Shrinking funds pull plug on alien search devices

April 27, 2011 06:56 pm | Updated November 17, 2021 02:53 am IST - SAN FRANCISCO,

Radio telescopes of the Allen Telescope Array are seen in Hat Creek, California. File Photo.

Radio telescopes of the Allen Telescope Array are seen in Hat Creek, California. File Photo.

In the mountains of Northern California, a field of radio dishes that look like giant dinner plates waited for years for the first call from intelligent life among the stars.

But they’re not listening anymore.

Cash-strapped governments, it seems, can no longer pay the interstellar phone bill.

Astronomers at the SETI Institute said a steep drop in state and federal funds has forced the shutdown of the Allen Telescope Array, a powerful tool in the search for extraterrestrial intelligence, an effort scientists refer to as SETI.

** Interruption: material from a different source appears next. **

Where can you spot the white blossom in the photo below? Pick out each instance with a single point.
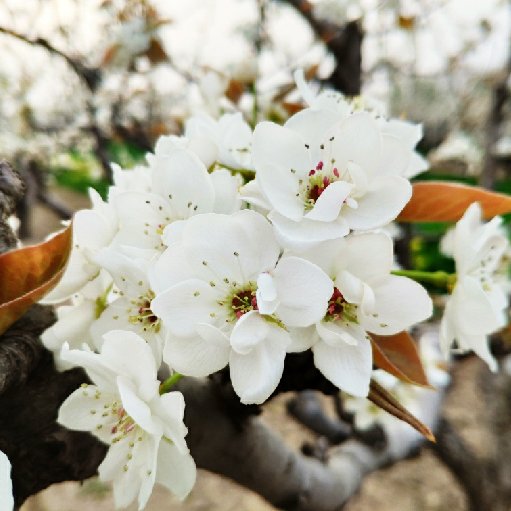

“There’s plenty of cosmic real estate that looks promising,” Seth Shostak, senior astronomer at the institute, said Tuesday. “We’ve lost the instrument that’s best for zeroing in on these better targets.”

The shutdown came just as researchers were preparing to point the radio dishes at a batch of new planets.

About 50 or 60 of those planets appear to be about the right distance from stars to have temperatures that could make them habitable, Shostak said.

The 42 radio dishes had scanned deep space since 2007 for signals from alien civilizations while also conducting research into the structure and origin of the universe.

SETI Institute chief executive Tom Pierson said in an email to donors last week that the University of California, Berkeley, has run out of money for day-to-day operation of the dishes.

“Unfortunately, today’s government budgetary environment is very difficult, and new solutions must be found,” Pierson wrote.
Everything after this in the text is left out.